BioMarin Pharmaceuticals (BMRN -1.10%), a biopharmaceutical company that specializes in finding therapies for rare genetic diseases, saw its shares drop 6.9% on Thursday after falling as much as 9.8% earlier in the day. The stock closed on Wednesday at $92.10, then opened on Thursday at $89.63. It fell to its daily low at $83.10 shortly after noon before rising a bit to the close at $89.73. The stock has a 52-week low of $70.73 and a 52-week high of $97.76.

What happened

The company reported third-quarter earnings after the market closed on Wednesday, and investors were not that impressed.

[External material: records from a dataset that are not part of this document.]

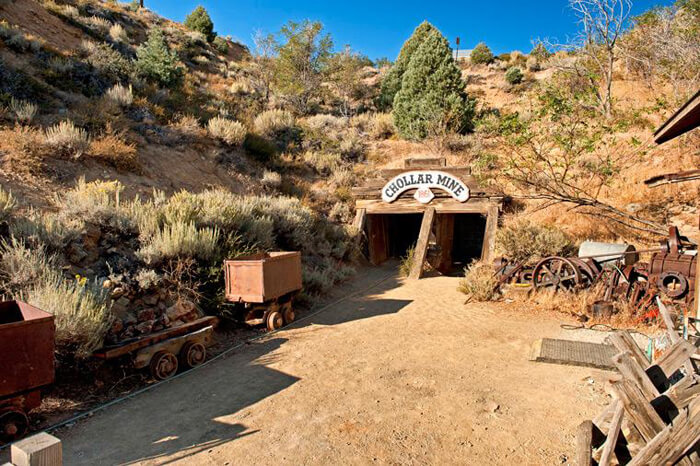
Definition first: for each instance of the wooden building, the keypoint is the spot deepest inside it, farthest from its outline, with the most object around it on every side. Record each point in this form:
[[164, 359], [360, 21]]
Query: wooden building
[[441, 210]]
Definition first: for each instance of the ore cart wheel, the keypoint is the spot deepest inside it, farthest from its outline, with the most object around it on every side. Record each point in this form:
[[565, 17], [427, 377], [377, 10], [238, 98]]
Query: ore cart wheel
[[193, 354], [13, 425], [274, 320], [163, 365], [288, 313], [556, 273]]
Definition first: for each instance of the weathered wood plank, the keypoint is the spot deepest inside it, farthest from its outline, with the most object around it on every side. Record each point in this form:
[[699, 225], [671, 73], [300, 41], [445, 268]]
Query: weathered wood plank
[[674, 440], [623, 341], [584, 444], [632, 371], [642, 414], [613, 434], [422, 245]]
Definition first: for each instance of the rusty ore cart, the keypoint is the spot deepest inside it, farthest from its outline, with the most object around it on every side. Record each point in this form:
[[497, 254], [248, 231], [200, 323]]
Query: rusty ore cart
[[166, 351], [263, 286], [27, 364]]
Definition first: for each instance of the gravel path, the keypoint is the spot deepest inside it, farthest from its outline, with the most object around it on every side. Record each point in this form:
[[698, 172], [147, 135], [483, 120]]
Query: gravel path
[[402, 374]]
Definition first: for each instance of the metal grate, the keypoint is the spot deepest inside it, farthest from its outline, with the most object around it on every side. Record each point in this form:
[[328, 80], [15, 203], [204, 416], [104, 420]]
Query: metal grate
[[573, 353]]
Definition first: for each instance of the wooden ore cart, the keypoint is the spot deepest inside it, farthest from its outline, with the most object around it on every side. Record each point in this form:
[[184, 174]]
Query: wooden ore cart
[[263, 286], [27, 355], [166, 351]]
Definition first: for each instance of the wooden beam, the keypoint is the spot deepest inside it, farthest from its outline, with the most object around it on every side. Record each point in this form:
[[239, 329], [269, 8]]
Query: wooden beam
[[421, 250], [584, 444], [674, 440], [642, 414], [613, 434], [632, 371], [623, 341], [489, 244]]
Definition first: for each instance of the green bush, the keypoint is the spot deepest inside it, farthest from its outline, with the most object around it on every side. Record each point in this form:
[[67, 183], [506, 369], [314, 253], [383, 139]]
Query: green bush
[[481, 55], [156, 62], [524, 241], [391, 84], [514, 75], [432, 100], [259, 147], [200, 21]]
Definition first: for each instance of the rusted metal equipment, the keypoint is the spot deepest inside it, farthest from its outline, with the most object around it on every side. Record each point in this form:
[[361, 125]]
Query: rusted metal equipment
[[166, 351], [27, 355], [262, 287]]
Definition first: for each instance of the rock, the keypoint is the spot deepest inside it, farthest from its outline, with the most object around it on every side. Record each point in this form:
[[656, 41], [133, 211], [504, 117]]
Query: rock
[[147, 314], [145, 327], [117, 326], [180, 309]]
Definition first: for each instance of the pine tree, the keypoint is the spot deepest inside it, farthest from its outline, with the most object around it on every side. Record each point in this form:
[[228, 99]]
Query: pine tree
[[432, 101], [392, 81], [156, 62], [200, 21]]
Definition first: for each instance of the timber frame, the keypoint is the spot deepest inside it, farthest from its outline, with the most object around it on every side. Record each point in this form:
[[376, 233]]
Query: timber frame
[[436, 213]]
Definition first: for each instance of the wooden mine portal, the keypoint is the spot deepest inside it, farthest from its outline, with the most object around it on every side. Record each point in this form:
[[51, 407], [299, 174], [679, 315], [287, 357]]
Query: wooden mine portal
[[441, 210]]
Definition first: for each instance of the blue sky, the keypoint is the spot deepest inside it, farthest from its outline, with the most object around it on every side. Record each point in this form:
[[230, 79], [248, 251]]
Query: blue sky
[[378, 29]]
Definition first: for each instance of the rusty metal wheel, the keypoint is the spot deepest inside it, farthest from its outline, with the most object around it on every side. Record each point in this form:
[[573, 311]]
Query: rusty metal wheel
[[557, 274], [163, 365], [193, 354], [13, 425], [288, 313], [274, 320]]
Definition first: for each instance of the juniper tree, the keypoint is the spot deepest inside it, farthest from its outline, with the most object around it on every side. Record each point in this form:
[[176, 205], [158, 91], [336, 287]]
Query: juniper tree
[[156, 62], [392, 81], [432, 101], [200, 21]]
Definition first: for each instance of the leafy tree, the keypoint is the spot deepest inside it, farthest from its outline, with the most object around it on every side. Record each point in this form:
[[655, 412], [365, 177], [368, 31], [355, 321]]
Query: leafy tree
[[481, 55], [514, 75], [345, 78], [200, 21], [156, 62], [392, 81], [432, 101], [302, 62]]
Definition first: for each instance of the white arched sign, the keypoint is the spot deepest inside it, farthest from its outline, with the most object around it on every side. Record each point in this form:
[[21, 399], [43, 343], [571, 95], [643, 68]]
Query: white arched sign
[[422, 181]]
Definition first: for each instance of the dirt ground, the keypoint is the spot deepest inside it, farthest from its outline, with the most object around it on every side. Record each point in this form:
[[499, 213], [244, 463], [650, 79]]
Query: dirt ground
[[402, 374]]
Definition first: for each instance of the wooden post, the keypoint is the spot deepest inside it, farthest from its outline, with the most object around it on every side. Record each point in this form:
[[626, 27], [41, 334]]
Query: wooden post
[[613, 434], [490, 234], [422, 245], [38, 450]]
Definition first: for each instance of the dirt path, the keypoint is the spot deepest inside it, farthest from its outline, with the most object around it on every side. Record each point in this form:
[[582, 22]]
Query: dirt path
[[405, 374]]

BioMarin reported nine-month revenue of $1.56 billion, up 12% year over year, and third-quarter revenue of $505 million, again up 24% over the same period last year. Earnings per share (EPS) for nine months came in at a loss of $0.04, compared to an EPS loss of $0.20 in the first nine months of 2021. In the quarter, the company posted EPS of $0.77 compared to an EPS loss of $0.03 in the same quarter in 2021. The reason the stock slumped a bit is analysts had predicted quarterly revenue to fall between $513 million and $515.5 million.

Now what

While investors may have been unimpressed, the report was mostly positive for BioMarin. Dwarfism therapy Voxzogo, which was approved by the Food and Drug Administration late last year, has done $102.3 million in sales in its first year, while Brineura, used to slow the loss of ambulation in pediatric patients 3 or older with late infantile neuronal ceroid lipofuscinosis type 2, a rare neurodegenerative disorder, did $111.7 million in nine-month sales, up 23% year over year.

The biotech company kept its guidance intact, except that it increased estimated sales this year for Voxzogo from a range of $130 million to $160 million to instead fall between $140 million and $170 million. The drug increases linear growth in children with achondroplasia ages 5 and up whose growth plates are still open. Achondroplasia, caused by a genetic mutation, results in dwarfism because it impairs the growth of bone in the limbs and causes abnormal growth in the spine and skull. It affects less than 50,000 people in the U.S., according to the National Institutes of Health.

The company said it is also looking forward to the possible launch next year of Roctavian (valoctocogene roxaparvovec), the first gene therapy that treats severe hemophilia A. The FDA just approved the company's biologics license application on Oct. 12 and has set a Prescription Drug User Fee Act (PDUFA) target action date of March 31.